Tarigami jumped into the Kulgam electoral fray in 1983 but stood fourth behind the NC, Jamaat and Congress. In the 1987 Assembly elections, believed to have been massively rigged in favour of the NC-Congress alliance that led to insurgency in the Valley, the Jamaat wrested the seat from the NC while Tarigami stood third.

As militancy took root, the Jamaat legislators, elected as Independents, resigned from the Assembly and the Jamaat decided to stay away from polls. This gave Tarigami an opportunity to gain a foothold in Kulgam.

In the 1996 Assembly elections, the first since militancy began and after six years of President’s Rule, he contested his third consecutive polls. The NC, then the only viable political force in Kashmir, did not field a candidate against him, and Tarigami won the seat for the first time. His nearest rivals were from the Janata Dal and the J&K Awami League, a political party formed by counter-insurgents led by Kuka Parray.

Three years after the Tarigami’s first win, Kashmir’s political landscape witnessed another change — the formation of the Peoples Democratic Party (PDP) by Mufti Mohammad Sayeed. Within three years, the party seen as a viable alternative to the NC, gained a foothold in South Kashmir.

In the 2002 Assembly polls, Tarigami was up against not just the NC but also the PDP.  Since the Jamaat and their supporters  had stayed away from elections, the anti-Tarigami vote split between the NC and PDP, and Tarigami sailed through easily.

By 2008, the Jamaat sympathisers had a rethink of their boycott, especially in South Kashmir. While their cadres mostly kept away from polls, many of their supporters rallied behind the PDP. This changed the equation for Tarigami. Though he scraped through in the 2008 and 2014 elections, by margins of 336 and 334 votes respectively, he was being strongly challenged on his turf.

After 37 years, in the current J&K elections, a faction of  the Jamaat had a change of heart and decided to participate in the democratic exercise. While its entry did not generate much interest in the Valley, in Kulgam, the old rivalry came to the fore once again. As the campaign started, Jamaat’s candidate Reshi targeted Tarigami’s socialist ideology saying it is against the principles of Islam, which could have been a rallying point against the Left leader. But by now, Tarigami has established himself in Kulgam not only as a Communist face, but also as a political leader whose single-point focus is on development and the day-to-day issues of the people.

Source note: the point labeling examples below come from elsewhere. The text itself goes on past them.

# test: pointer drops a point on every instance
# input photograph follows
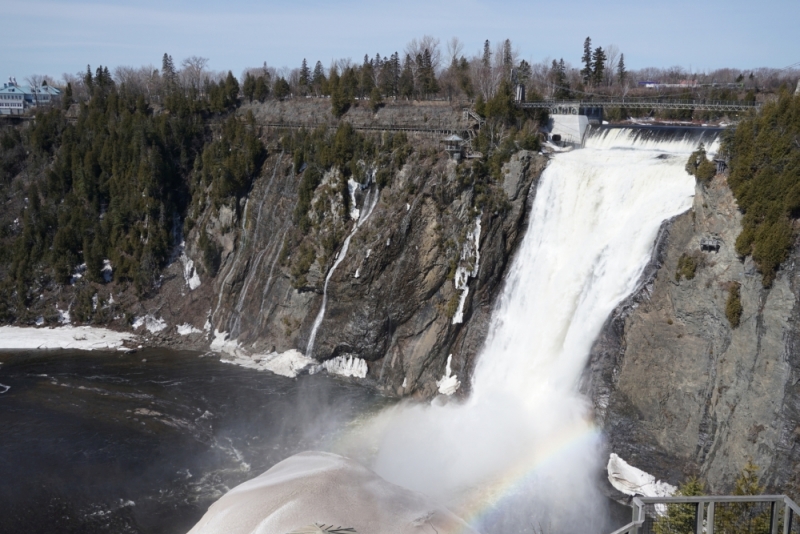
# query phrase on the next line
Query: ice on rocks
(345, 365)
(151, 323)
(633, 481)
(290, 363)
(107, 271)
(353, 186)
(449, 383)
(467, 268)
(186, 329)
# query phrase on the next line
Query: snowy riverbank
(63, 337)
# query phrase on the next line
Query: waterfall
(523, 445)
(521, 454)
(370, 201)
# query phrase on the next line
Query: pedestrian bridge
(595, 106)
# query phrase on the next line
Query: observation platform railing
(749, 514)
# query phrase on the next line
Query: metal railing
(655, 103)
(749, 514)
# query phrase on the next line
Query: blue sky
(53, 37)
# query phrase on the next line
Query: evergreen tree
(168, 68)
(598, 66)
(305, 76)
(318, 79)
(735, 518)
(66, 102)
(586, 59)
(231, 89)
(426, 75)
(559, 76)
(680, 518)
(366, 78)
(88, 79)
(375, 99)
(507, 59)
(622, 74)
(406, 82)
(249, 86)
(524, 72)
(281, 89)
(339, 102)
(261, 88)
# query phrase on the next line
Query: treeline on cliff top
(764, 176)
(114, 176)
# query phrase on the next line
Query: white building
(15, 99)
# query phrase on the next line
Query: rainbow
(479, 508)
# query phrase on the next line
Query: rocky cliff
(678, 389)
(414, 266)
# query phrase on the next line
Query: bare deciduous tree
(454, 49)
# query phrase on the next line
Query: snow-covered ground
(449, 383)
(151, 323)
(289, 363)
(345, 365)
(63, 337)
(633, 481)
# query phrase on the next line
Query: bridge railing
(655, 103)
(749, 514)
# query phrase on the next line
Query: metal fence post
(773, 517)
(787, 518)
(699, 525)
(710, 520)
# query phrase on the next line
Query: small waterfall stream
(370, 201)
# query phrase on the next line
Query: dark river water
(109, 442)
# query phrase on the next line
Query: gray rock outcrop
(680, 392)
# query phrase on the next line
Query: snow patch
(189, 271)
(80, 270)
(468, 267)
(289, 364)
(62, 337)
(353, 186)
(186, 329)
(449, 383)
(345, 365)
(107, 270)
(221, 343)
(150, 323)
(63, 316)
(632, 481)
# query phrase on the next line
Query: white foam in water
(522, 447)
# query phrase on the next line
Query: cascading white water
(594, 220)
(370, 201)
(521, 454)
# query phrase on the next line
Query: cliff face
(680, 392)
(393, 294)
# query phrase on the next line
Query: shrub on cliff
(733, 307)
(765, 179)
(699, 166)
(681, 518)
(687, 266)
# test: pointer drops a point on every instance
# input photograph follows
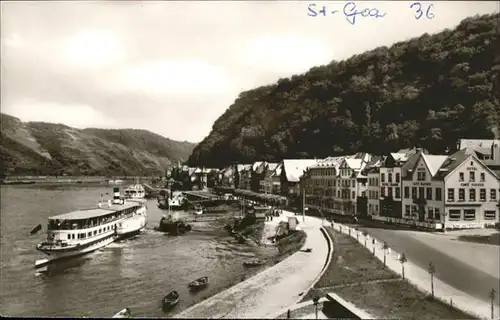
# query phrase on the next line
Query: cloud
(174, 67)
(178, 77)
(92, 48)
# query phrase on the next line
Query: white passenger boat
(135, 191)
(83, 231)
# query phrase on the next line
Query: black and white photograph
(250, 159)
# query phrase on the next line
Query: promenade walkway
(275, 288)
(420, 278)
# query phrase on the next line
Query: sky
(174, 67)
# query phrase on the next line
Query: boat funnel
(116, 195)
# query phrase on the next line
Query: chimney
(495, 152)
(116, 195)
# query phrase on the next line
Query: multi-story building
(472, 192)
(257, 174)
(266, 184)
(245, 176)
(421, 192)
(372, 172)
(320, 184)
(391, 183)
(347, 187)
(291, 172)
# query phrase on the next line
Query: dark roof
(408, 165)
(453, 161)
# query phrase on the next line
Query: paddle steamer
(83, 231)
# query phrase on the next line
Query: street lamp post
(432, 270)
(385, 246)
(492, 297)
(402, 259)
(316, 300)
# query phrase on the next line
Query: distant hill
(427, 91)
(39, 148)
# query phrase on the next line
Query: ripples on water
(134, 273)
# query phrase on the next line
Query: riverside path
(275, 288)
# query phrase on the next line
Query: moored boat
(199, 283)
(254, 263)
(83, 231)
(198, 210)
(170, 300)
(124, 313)
(135, 191)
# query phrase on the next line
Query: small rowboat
(199, 283)
(170, 300)
(124, 313)
(254, 263)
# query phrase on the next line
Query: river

The residents of the villages in Kulgam swear by his development work, especially the black-topped roads that snake through far-off villages, orchards and paddy fields.

While Tarigami’s manifesto has always been centred on development, in his campaign for this election, he also talked about identity, Article 370, alleged “anti-Muslim” policies of the Narendra Modi government and the larger Kashmir issue. The Jamaat candidates failed to counter him.

A party that was at the forefront of militancy for three decades did not talk about the Kashmir issue,  Article 370 or human rights. There was anger within its cadre and while some of them did not vote, some others supported Tarigami, who was also backed by the NC-Congress combine. And this time, he did not squeeze through by a few hundred votes, but clinched his Kulgam bastion by over 7,800 votes.